According to the CDPHE’s website, cleanup of the site was a 10-year process. It included decontaminating and demolishing more than 800 structures and buildings at the plant — five of those were major plutonium facilities and two were major uranium facilities.
But Dobrovolny questions how Building 771 — a facility “notoriously known as one of the most dangerous buildings in the world because of the plutonium” — could possibly be dismantled, she said.
“They will tell you that they did,” Dobrovolny said, “but it is my opinion that they didn’t.”
Natural appeal
Arvada City Councilor Mark McGoff is an avid hiker and plans on hiking Rocky Flats once it opens.
It will be a “new area to explore on foot,” he said. “One more local place to add to my inventory of places to hike.”
He is especially excited that Rocky Flats will serve as an extension of the Rocky Mountain Greenway Trail. The Greenway Trail is a trail network that currently connects Rocky Mountain Arsenal National Wildlife Refuge in Commerce City and Two Ponds National Wildlife Refuge in Arvada to the Great Western Open Space in Broomfield and is proposed to extend to Rocky Mountain National Park in Estes Park.
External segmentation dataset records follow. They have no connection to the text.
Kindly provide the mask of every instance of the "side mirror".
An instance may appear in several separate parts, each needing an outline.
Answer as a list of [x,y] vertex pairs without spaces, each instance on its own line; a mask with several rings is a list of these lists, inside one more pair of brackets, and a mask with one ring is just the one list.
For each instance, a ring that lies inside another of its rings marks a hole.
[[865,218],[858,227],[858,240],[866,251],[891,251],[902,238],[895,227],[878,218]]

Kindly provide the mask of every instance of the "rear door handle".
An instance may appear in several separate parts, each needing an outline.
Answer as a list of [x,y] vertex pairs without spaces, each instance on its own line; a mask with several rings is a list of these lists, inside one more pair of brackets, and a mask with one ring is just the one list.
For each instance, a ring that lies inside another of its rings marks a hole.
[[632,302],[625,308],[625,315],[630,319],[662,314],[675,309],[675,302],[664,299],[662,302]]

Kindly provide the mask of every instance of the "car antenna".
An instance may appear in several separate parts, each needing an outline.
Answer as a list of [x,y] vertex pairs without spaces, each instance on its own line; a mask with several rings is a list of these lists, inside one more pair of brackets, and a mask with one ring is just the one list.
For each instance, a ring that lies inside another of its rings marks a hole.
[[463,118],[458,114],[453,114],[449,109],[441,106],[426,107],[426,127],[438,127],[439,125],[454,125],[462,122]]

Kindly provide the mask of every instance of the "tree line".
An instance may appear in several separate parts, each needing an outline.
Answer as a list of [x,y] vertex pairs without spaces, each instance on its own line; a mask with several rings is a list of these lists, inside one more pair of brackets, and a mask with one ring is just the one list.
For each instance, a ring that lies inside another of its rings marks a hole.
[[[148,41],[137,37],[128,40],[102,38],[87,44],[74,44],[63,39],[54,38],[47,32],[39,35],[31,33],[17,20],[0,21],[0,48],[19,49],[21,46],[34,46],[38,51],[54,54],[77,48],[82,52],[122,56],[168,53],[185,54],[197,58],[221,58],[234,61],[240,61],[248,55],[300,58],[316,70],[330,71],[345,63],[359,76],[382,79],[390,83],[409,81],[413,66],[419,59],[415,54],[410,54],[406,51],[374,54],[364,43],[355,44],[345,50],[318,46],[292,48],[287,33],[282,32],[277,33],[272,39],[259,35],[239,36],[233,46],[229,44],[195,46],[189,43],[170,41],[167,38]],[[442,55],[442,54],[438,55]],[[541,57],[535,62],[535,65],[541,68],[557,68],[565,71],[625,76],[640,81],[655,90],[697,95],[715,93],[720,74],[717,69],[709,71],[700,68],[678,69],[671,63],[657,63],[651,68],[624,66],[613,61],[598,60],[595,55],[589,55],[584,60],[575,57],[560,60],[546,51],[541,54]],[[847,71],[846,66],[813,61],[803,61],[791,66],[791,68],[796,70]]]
Well-established Boulder county open space trails to the north of the refuge would also potentially tie into the new trails.
McGoff, 78, has been involved with the Rocky Flats Stewardship Council for about seven years. The council consists of elected officials from 10 municipal governments that neighbor Rocky Flats, three community organizations and one individual. It formed in February 2006 to provide ongoing local government and community oversight of Rocky Flats while providing a public forum for sharing information concerning Rocky Flats.
McGoff mentioned he wouldn’t advocate one way or the other — he noted that some people don’t accept or agree with the findings from the studies. But for him, the presentations from the various agencies on the studies confirm that they are accurate.
“I believe in the science — the evidence is conclusive,” McGoff said. “That tells me that the refuge is safe.”